During this entire process I felt that my mind and body were in two separate phases. My body was rapidly undergoing all of these procedures and changes, but my mind couldn’t catch up to make sense of any of it. I had barely “accepted” the fact that I had cancer, and then I find myself planning for a family when my own future is so uncertain. Having to sign paperwork where I decide what will happen to our embryos in case of my death when you are truly facing your own mortality, it’s daunting to say the least. I constantly found myself unable to make decisions – I was too emotional to be able to rationalize anything. Thankfully, my husband would break down the tasks and simplify the process to help me during this time. “Do you want to go through IVF?” “No, I don’t want to bombard my body with external hormones” “Do you want to have a family one day” “Yes” “Would you do IVF if that meant a possibility of a biological family?” “Yes.” Breaking down conversation helped me understand my fears and also see the logic in things. At every obstacle on the path (and there were many), I would find myself thinking “I can’t do this.” But somehow, I did it and the next day, whenever I felt that I couldn’t do it, I just looked back to yesterday and saw that I had done it, even though I didn’t think I could. This was encouraging.

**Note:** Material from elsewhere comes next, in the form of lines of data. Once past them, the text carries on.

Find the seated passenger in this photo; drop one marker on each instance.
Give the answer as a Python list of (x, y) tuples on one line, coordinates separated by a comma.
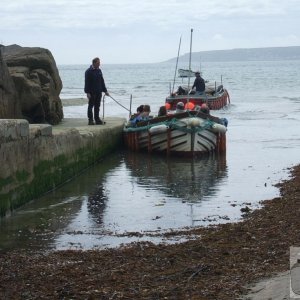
[(199, 84), (179, 108), (162, 111), (204, 108), (145, 115), (139, 110)]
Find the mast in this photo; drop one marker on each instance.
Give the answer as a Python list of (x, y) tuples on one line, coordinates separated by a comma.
[(176, 65), (190, 57)]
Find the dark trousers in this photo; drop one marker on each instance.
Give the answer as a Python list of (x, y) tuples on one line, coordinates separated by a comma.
[(94, 102)]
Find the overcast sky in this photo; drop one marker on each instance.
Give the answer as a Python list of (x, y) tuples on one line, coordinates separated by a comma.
[(146, 31)]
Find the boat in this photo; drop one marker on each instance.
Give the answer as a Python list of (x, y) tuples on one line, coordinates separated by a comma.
[(215, 96), (186, 73), (190, 133)]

On April 30th, I arrived to the clinic – this was the happiest I had been since my cancer diagnosis. I took pictures of myself and imagined the day I’d show it to my kid and say that was the day it all started. I finally had hope again. The procedure itself wasn’t comfortable, but it was exciting to watch my eggs getting collected on a screen. They managed to get 14 eggs (the goal the doctor set for me was 12-15). The doctor was hopeful that with this number, I’d likely have about 3-5 embryos by the end.

I went home with the worst cramp of my life. I was afraid to exercise and have ovarian torsion. We started getting daily calls updating about our embryos: from the 14 eggs, 10 got fertilized, and five embryos made it to the freezing stage. I couldn’t be happier. At this point I was just thinking “What are we going to do with five embryos?! We only want a couple of children!” We then opted to have genetic testing done on the embryo, but that would take a few weeks. 

“I didn’t think that the post-cancer phase would be as hard as it is.”

I started my chemotherapy as planned two weeks later. The day after my first chemo I get a call from my fertility doctor saying, “Hi, I’m so sorry to tell you this, but none of your embryos are genetically normal.” My heart broke yet again. The doctor explained their mismatched chromosomes, explained we could still keep them and try to get pregnant with them, but that usually they would end up in a miscarriage anyways. All I managed to ask the doctor was “Why?” “Unlucky,” he said. That was an understatement. My husband and I didn’t make the decision to discard these 5 embryos for another 4 months – it was just too difficult to deal with it. They said I could try again after my chemo, but I am not sure I ever want to try IVF again.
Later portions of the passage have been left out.